L'écrivain masque ses cousines, ses oncles et tantes, en modifiant leurs noms et prénoms mais chacun reconnait le Docteur Georges, député du Havre et gendre du président Coty, sous le pseudonyme du « docteur Charles » et les familiers identifient aisément les personnages de ce roman dont on lit l'évolution sociale et religieuse en un demi siècle.

La description d'Etretat, l'évocation de son ancien maire Raymond Lindon (père de l'éditeur Jérome Lindon directeur des Editions de Minuit) rappelle que le chemin de fer, là comme ailleurs, permit la création de cette cité balnéaire appréciée des parisiens qui trouvaient la mer à deux heures de la capitale. Maupassant, Maurice Leblanc, les impressionnistes contribuent à la notoriété de ce paradis qui attire une clientèle aussi aisée que discrète. D'où la fondation d'un casino et d'une digue « Le Perrey » protégeant une vie sociale codifiée par les us et coutumes de la bourgeoisie qui voit se succéder les générations de 1880 à 1980, époque où l'impôt sur la fortune et les taxes foncière contraignent les familles à vendre leurs villas condamnant ainsi à la ruine ces petites stations et leurs artisans et achevant, par exemple, la légendaire pâtisserie Lecoeur.

Benoit Duteurtre observe le saccage de la nature et l'exploitation à grande échelle des galets qui laissent le littoral exposé aux marées et rasent les légendaires cabines de plage. Paru en 2008, cet ouvrage n'évoque pas le parc éolien et ses 71 turbines qui vont polluer polluer ce paysage mondialement connu …
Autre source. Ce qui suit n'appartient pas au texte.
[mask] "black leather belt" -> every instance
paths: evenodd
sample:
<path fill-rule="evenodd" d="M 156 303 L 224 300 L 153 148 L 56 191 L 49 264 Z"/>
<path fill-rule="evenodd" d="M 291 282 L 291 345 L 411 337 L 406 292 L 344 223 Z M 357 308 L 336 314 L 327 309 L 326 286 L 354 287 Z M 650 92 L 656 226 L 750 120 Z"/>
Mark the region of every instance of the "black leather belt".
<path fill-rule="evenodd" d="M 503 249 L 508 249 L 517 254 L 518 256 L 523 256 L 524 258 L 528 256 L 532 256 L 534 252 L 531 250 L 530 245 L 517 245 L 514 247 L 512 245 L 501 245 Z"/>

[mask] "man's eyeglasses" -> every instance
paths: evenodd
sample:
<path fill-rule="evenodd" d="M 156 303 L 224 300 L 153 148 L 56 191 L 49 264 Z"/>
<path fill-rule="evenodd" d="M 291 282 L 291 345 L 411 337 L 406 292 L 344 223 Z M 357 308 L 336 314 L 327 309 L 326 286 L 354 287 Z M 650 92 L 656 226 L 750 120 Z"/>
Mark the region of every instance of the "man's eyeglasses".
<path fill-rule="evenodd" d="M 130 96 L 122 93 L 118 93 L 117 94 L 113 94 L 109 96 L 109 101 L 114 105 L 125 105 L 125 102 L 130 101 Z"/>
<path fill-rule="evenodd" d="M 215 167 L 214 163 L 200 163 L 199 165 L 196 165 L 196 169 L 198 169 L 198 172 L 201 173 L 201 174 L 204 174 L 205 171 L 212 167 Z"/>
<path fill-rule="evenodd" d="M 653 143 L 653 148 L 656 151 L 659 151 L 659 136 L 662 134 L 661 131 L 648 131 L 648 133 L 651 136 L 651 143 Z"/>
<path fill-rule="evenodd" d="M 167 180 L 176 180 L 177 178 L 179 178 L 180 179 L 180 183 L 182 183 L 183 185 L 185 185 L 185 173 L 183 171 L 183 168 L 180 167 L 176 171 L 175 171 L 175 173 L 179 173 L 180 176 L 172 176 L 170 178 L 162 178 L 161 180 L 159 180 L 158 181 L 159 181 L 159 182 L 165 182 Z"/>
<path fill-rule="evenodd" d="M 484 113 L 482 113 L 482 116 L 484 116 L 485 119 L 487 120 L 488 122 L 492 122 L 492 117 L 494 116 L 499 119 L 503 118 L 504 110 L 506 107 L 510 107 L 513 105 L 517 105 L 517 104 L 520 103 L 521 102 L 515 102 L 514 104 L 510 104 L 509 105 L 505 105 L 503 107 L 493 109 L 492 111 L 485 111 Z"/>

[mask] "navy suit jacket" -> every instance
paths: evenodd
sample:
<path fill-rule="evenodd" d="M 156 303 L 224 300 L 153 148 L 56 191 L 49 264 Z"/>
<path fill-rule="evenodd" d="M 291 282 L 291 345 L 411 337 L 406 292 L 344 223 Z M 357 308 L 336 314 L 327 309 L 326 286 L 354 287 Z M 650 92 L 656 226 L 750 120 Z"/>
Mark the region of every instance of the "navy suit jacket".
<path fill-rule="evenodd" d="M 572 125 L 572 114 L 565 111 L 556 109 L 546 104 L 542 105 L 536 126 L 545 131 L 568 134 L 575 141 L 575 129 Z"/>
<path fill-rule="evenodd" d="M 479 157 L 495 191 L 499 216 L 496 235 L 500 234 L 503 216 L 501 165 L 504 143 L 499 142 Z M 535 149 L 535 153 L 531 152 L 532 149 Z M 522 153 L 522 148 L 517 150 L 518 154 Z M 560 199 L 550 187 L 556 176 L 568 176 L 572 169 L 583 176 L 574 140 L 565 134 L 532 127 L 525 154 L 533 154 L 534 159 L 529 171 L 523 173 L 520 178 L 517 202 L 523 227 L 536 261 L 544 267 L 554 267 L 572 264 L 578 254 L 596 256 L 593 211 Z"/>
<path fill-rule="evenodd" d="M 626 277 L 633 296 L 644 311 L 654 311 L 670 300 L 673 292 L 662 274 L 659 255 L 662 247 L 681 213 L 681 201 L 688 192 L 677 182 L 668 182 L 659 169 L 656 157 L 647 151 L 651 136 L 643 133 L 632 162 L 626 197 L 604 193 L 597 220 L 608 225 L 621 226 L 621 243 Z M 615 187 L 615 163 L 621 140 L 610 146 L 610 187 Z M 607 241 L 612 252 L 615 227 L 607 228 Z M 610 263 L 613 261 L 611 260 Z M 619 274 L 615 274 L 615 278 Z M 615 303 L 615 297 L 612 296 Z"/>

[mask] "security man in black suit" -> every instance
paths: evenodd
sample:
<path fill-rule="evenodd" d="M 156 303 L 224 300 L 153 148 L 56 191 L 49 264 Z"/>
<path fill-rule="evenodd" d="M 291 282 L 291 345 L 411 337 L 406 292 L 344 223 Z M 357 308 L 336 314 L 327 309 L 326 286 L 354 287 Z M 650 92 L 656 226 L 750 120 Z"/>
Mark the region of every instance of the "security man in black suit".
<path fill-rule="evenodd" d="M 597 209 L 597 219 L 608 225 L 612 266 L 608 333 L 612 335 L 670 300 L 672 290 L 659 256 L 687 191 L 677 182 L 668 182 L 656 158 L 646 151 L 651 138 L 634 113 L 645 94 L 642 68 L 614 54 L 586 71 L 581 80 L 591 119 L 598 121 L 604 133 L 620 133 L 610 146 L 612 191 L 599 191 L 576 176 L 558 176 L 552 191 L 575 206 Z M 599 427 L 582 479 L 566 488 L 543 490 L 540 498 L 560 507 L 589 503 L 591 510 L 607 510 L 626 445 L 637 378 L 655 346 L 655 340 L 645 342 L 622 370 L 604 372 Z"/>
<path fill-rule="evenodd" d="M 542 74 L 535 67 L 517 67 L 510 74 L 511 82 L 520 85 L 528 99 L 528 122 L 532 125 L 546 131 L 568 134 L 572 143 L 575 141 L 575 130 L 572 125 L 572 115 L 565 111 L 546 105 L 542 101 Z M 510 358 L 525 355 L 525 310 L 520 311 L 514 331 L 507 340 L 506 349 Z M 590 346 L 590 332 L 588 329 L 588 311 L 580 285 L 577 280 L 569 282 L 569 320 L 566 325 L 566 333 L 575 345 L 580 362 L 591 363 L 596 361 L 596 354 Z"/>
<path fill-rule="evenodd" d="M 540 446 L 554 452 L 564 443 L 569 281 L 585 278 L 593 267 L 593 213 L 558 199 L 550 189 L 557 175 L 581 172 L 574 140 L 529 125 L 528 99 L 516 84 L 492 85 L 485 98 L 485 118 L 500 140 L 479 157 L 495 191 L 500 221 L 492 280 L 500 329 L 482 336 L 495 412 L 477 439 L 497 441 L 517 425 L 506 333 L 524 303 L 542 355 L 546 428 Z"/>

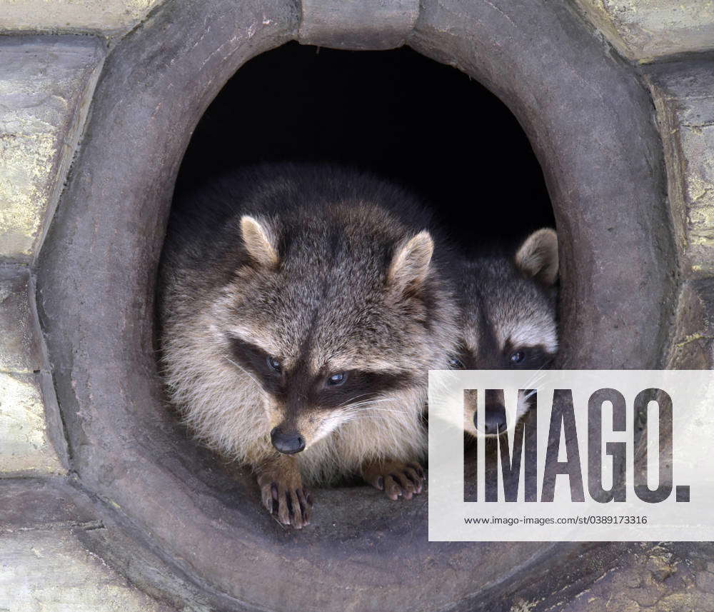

« Les pieds dans l'eau », le romancier s'amuse à peindre avec ironie et nostalgie un monde en voie d'extinction mais il conclut avec espérance « je ne connais rien de plus fascinant que ce mélange de beauté immuable et de transformation du monde ».

Etretat demeurera donc éternellement célèbre, « L'aiguille creuse » et « La véritable identité d'Arsène Lupin ou le Secret des rois de France » n'ont pas fini de nous enchanter et Benoit Duteurtre rejoint Maupassant, Maurice Leblanc et Valère Catogan (alias Raymond Lindon) au panthéon des écrivains normands.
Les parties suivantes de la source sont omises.